![](deep.jpg)

It's time for me to dive into previous important topics more deeply (pun unintended ✊). Time to try to understand what's actually going on.

These posts are a way for me to trigger some memory on what I thought at the time of learning everything. Certainly it isnt **not be easily disgestable for other people 🗺️** but feel free to read on.

Up to this point I've sped-run through the topics whilst not understanding the details. I try get the code running and produce results to expectation so at least I know it does work so I can come back later for the details. 

In these deeper dives:    

- I hope to do these concepts justice (Will try to get feedback from professionals at some point). Feel free to correct my understanding if anything seems off (I'm sure some parts aren't on the ball 👎🍙).  

- The concepts and math are brand new to me (or done a decade ago), so these posts are a way for me to express them back to myself in a way I can understand. It is a pretty pure recollection of my thoughts at each step of the concept ideas. Con-steps? Step-deas? (Sorry ❄️).  

- Also, I know full well that without writing how I conceived these concepts, it will be like these thoughts had never happened (loss and irretrievable from the black-hole that is my mind ⚫).  

## 1. Introduction  
### 1.1 The Mission

![](mission.jpg)

**[Mission]**:   
- Create a `model` that takes in some `inputs` and provides a reasonble `output`.  

**[Method]**: 
- A `mathematical function` is a form of a model:
    - takes in inputs `x1, x2, ...` and 
    - `transforms` it into a single output `y = F(x1, x2, ...)`. 

This seems like a good appraoch to tackle the mission.

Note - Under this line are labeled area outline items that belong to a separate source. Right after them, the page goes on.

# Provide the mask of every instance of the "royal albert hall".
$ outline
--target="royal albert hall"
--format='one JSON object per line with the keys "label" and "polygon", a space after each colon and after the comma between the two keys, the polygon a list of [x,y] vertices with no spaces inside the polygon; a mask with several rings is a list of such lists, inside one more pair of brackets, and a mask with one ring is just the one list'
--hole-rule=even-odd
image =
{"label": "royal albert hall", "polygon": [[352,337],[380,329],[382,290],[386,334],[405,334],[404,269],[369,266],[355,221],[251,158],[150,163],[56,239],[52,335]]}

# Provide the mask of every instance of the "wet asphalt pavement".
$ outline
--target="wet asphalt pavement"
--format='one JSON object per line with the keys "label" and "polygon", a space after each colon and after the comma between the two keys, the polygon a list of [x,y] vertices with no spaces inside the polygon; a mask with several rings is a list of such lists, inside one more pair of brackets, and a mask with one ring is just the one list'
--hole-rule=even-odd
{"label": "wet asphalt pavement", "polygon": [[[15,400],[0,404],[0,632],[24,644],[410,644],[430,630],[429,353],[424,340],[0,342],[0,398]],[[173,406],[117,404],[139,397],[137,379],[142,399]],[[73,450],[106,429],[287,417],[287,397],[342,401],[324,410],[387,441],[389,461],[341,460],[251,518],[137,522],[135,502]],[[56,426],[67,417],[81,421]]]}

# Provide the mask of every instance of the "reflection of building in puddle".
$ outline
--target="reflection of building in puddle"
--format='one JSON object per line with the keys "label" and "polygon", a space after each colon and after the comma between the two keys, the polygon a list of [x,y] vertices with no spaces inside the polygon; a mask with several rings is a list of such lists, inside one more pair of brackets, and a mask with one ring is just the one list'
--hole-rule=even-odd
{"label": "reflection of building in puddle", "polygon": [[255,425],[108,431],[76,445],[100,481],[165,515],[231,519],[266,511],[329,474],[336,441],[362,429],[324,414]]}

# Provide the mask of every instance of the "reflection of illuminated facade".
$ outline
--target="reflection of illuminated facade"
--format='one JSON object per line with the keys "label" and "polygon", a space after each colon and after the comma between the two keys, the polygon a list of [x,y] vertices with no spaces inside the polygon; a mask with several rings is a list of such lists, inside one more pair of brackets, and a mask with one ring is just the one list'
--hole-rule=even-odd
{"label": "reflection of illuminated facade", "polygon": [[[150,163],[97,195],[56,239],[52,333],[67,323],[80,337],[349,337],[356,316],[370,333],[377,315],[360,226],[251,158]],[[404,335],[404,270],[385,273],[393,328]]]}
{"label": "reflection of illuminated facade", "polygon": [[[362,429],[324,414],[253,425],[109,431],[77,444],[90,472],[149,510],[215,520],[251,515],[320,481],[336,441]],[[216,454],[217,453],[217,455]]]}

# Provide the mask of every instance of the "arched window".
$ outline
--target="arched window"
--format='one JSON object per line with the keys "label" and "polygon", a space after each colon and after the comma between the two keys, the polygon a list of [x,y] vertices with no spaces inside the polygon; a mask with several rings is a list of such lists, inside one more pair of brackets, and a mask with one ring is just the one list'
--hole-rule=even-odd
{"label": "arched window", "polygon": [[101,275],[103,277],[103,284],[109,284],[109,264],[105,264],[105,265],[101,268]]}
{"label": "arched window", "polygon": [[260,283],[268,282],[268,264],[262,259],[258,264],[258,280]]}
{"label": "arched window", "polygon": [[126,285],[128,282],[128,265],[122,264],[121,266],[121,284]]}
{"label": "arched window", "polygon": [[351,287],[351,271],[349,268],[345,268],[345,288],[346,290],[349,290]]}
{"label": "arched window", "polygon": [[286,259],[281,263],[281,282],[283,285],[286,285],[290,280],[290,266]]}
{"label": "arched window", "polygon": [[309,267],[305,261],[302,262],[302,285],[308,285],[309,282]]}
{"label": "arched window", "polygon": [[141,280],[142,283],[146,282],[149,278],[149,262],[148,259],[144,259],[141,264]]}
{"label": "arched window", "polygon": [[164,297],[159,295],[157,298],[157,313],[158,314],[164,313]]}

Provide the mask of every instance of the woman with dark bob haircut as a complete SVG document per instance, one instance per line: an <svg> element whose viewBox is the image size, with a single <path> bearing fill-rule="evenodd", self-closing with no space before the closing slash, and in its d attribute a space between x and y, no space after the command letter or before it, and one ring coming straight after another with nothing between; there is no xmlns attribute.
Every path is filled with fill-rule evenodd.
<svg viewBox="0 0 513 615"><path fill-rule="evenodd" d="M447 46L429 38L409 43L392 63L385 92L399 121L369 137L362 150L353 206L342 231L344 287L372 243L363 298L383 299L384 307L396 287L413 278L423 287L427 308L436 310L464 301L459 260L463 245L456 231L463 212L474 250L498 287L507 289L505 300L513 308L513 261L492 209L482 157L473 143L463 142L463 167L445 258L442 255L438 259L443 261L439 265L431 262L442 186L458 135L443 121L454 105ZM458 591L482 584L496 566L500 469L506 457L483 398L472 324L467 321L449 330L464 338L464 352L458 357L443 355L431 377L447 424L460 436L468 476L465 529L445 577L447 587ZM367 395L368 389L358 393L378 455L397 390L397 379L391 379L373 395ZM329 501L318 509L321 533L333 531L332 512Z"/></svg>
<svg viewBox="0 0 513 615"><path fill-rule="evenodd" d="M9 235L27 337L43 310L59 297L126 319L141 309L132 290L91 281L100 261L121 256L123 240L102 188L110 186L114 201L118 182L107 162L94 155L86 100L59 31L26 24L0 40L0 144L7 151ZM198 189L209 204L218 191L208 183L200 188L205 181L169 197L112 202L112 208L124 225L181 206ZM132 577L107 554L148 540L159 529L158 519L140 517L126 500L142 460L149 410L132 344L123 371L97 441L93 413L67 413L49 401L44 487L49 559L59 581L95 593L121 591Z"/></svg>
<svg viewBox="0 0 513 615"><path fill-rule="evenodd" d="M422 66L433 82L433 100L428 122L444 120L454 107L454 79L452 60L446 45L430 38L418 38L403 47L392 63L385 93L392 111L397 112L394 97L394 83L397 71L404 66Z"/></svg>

### 1.2 The Mathematical Model
`Create a Linear Model` (or mathematical function) given some `(real world) data` (data that represents something we want to predict given similar input) in the form $$y = a_1x_1 + a_2x_2 + ... a_nx_n$$
It is called `Linear` because our inputs `x` are of degree 1.  

- Each `inputs` (`x1, x2, ..., xn`) is multiplied by their corresponding `coefficients` or `parameters` (`a1, a2, ..., an`), i.e.: $$a_1x_1 + a_2x_2 + ...$$ 
    - The `inputs` variables `x`'s are like features or characteristics of our model.
    - the `coefficients` (known as `parameters`) in machine learning talk, scale the features/inputs. By scaling the inputs, it's like finding out which input/feature matters more or not, in determining the output. 
- The output `y` (known as `predictions`) is calculated by `summing all the scaled parameters` together: `a1x1 + a2x2 + ...`: $$F(x) = y = a_1x_1 + a_2x_2 + ... + a_nx_n$$

### 1.2.1 Laymens (mathematical model):  
- If a coefficient of a parameter is **almost zero**, it's like saying it does not impact the prediction value (remember we are adding up scaled versions of inputs to calculate the output / prediction). Then thats like saying perhaps this particualr parameter unimportant feature! Perhaps we can get rid of it altogether? Less variables, less calculations, less overhead, more simple more without losing significant accuracy.
- If it has a large coefficient, then it would impact the overall sum, hence prediction. Probably shouldnt disregard this parameter.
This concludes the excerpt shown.